On the other hand, let us calculate that same integral for a simpler polynomial, a monomial in fact, $g(z) = a_n z^n$, the leading term in $P(z)$.
\begin{equation}
 \frac{1}{2\pi i} \oint_{\partial D(Q,r)} \frac{g'(z)}{g(z)}\,dz = \frac{1}{2\pi i} \oint_{\partial D(Q,r)} \frac{n a_n z^{n-1}}{a_n z^n}\,dz = \frac{1}{2\pi i} \oint_{\partial D(Q,r)} \frac{n}{z}\,dz =n,
\end{equation}
where the last equality follows from (e.g.) the residue theorem (here the assumption $R>|Q|$ was used, to get $0$ inside the integration path).

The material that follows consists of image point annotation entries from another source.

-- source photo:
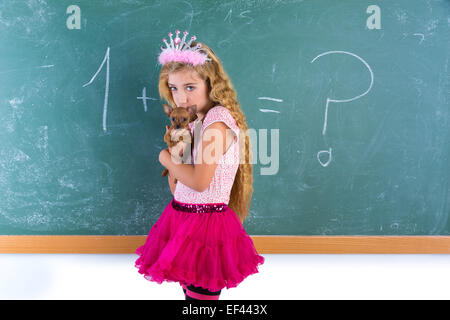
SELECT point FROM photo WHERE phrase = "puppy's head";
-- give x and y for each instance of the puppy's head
(180, 117)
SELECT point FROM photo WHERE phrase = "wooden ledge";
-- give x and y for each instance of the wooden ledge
(263, 244)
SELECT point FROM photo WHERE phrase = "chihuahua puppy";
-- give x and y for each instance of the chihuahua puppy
(179, 132)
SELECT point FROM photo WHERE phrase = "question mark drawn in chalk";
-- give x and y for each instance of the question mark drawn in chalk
(324, 130)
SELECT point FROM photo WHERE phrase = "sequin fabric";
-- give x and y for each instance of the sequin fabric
(199, 208)
(219, 189)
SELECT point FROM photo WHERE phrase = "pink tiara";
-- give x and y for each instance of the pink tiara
(179, 50)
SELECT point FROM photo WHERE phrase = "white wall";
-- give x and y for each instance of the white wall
(113, 276)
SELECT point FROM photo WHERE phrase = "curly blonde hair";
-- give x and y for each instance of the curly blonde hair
(221, 92)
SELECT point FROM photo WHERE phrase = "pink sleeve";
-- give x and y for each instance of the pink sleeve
(222, 114)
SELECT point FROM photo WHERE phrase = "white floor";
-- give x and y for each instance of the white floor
(113, 276)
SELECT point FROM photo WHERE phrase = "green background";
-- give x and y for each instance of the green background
(62, 173)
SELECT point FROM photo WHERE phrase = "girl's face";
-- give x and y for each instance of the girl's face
(189, 89)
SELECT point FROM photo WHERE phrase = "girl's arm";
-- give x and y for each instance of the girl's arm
(171, 183)
(199, 176)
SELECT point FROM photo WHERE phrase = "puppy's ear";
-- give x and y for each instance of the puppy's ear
(192, 110)
(167, 109)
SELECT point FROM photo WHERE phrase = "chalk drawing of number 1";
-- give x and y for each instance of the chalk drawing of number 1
(105, 104)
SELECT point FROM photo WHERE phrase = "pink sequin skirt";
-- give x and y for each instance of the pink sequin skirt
(204, 245)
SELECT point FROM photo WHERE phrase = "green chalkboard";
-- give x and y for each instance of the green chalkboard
(348, 102)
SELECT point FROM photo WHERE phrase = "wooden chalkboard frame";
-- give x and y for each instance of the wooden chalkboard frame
(263, 244)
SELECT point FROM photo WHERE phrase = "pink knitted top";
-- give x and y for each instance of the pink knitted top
(220, 188)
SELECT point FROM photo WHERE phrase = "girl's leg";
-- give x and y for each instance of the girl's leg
(197, 293)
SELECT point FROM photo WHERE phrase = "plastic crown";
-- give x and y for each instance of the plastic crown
(178, 50)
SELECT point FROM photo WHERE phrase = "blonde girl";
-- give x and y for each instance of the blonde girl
(199, 240)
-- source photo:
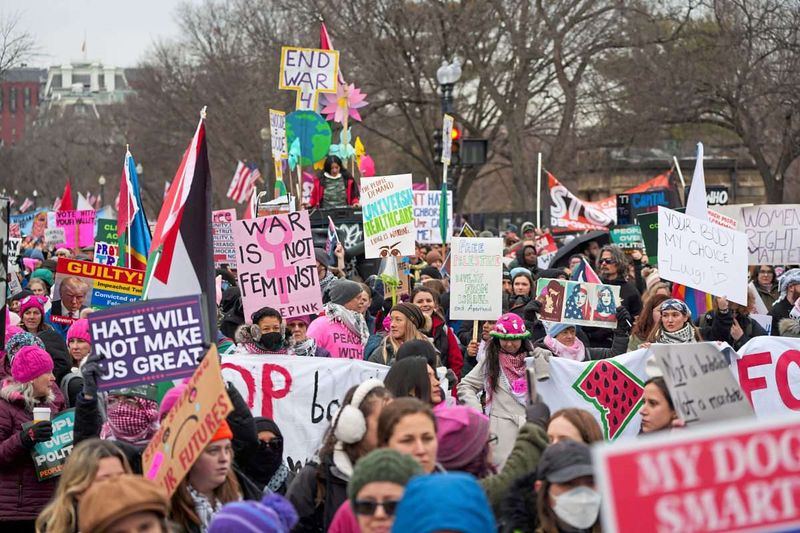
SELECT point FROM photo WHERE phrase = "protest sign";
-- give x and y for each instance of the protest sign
(189, 426)
(627, 237)
(276, 264)
(476, 278)
(222, 237)
(387, 210)
(309, 71)
(80, 284)
(610, 389)
(702, 255)
(700, 382)
(49, 456)
(301, 394)
(731, 477)
(773, 234)
(150, 341)
(76, 224)
(578, 302)
(426, 216)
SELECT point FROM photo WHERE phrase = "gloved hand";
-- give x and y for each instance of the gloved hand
(538, 413)
(39, 432)
(91, 372)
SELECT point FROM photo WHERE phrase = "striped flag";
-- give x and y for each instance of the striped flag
(243, 183)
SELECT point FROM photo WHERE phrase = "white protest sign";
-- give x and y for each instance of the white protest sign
(387, 210)
(701, 384)
(426, 216)
(309, 71)
(301, 394)
(476, 278)
(773, 234)
(702, 255)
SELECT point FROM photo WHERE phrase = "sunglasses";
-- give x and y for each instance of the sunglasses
(368, 507)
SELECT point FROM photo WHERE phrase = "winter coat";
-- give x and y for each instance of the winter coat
(22, 497)
(336, 338)
(716, 326)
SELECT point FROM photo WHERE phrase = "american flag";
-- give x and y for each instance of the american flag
(243, 183)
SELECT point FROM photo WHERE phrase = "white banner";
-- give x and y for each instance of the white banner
(702, 255)
(301, 394)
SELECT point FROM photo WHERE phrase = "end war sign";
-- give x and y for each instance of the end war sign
(147, 342)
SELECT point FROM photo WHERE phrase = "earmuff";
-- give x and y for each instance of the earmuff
(350, 425)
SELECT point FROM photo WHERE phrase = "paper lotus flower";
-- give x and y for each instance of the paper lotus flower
(347, 101)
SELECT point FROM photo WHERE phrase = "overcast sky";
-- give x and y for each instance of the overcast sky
(117, 33)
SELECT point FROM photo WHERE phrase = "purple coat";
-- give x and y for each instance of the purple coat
(22, 497)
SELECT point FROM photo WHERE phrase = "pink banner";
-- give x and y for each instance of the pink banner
(276, 264)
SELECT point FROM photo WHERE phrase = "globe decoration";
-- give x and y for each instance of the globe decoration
(313, 132)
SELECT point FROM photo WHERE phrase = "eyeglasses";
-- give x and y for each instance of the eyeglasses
(368, 507)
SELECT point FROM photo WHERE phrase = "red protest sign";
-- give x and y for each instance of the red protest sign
(723, 477)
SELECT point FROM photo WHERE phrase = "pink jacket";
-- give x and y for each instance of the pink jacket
(336, 338)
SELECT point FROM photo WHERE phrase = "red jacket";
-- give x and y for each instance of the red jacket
(318, 191)
(22, 497)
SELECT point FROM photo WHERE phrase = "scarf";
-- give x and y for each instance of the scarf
(682, 336)
(203, 507)
(576, 352)
(352, 320)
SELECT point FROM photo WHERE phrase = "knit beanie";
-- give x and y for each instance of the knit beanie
(79, 330)
(444, 502)
(273, 514)
(462, 433)
(29, 363)
(342, 291)
(412, 312)
(383, 464)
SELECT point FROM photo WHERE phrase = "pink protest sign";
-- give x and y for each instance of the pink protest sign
(276, 264)
(84, 220)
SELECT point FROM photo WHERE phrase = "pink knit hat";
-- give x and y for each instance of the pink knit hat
(30, 363)
(79, 330)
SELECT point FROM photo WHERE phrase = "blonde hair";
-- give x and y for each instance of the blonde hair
(76, 478)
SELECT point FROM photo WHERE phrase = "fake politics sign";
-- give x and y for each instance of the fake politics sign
(733, 477)
(189, 426)
(578, 302)
(387, 209)
(49, 456)
(276, 264)
(301, 394)
(80, 284)
(476, 277)
(148, 342)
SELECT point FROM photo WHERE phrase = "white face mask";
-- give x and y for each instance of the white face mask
(578, 507)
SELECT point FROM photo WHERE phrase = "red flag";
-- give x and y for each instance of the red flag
(66, 199)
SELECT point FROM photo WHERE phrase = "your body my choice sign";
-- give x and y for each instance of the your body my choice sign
(151, 341)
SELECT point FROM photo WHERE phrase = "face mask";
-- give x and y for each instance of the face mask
(578, 507)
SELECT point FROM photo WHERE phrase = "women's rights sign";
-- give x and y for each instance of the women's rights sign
(277, 268)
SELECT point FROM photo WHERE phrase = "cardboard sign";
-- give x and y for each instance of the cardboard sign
(91, 285)
(301, 394)
(387, 210)
(773, 234)
(732, 477)
(578, 302)
(702, 255)
(309, 71)
(148, 342)
(277, 128)
(49, 457)
(276, 264)
(426, 216)
(83, 221)
(700, 382)
(189, 426)
(476, 278)
(222, 237)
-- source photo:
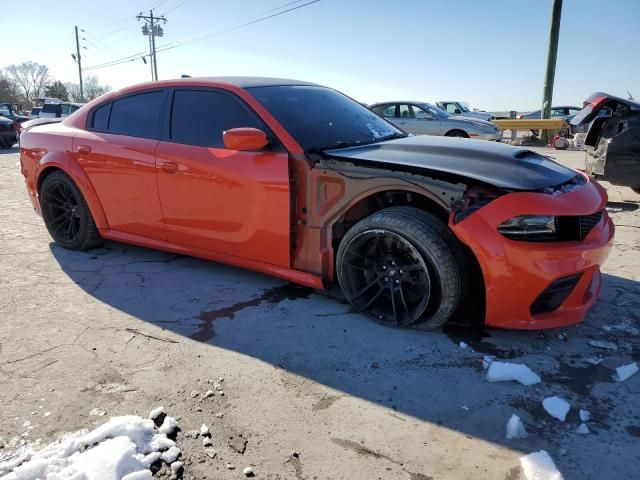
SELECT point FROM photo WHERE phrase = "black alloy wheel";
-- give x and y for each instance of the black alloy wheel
(402, 266)
(66, 213)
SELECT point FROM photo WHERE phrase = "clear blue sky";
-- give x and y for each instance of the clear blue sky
(491, 53)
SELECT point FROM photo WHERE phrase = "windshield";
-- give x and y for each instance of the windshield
(320, 118)
(435, 111)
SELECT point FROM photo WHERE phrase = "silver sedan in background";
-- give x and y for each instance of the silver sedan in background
(422, 118)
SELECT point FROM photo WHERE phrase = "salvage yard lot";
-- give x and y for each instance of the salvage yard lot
(125, 329)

Finally, we'd like to show that the number of zeros of $P(z)$, which we denoted $N$, is equal to the degree of $P$, namely $n$. To this end, we'll show 
$$  \underbrace{\frac{1}{2\pi i} \oint_{\partial D(Q,r)} \frac{P'(z)}{P(z)}\,dz}_\textrm{N} - \underbrace{\frac{1}{2\pi i} \oint_{\partial D(Q,r)} \frac{n}{z}\,dz}_\textrm{n} =0.$$
Here's the thing:
\begin{equation}
\frac{1}{2\pi i} \oint_{\partial D(Q,r)} \frac{P'(z)}{P(z)}- \frac{n}{z} \,dz = 
\frac{1}{2\pi i} \oint_{\partial D(Q,r)} \frac{z P'(z) - n P(z)}{z P(z)} \,dz \xrightarrow[r\to \infty]{} 0
\end{equation}
where the limit follows from the fact that the numerator is an $(n-1)$ degree polynomial, and the denominator is of degree $(n+1)$.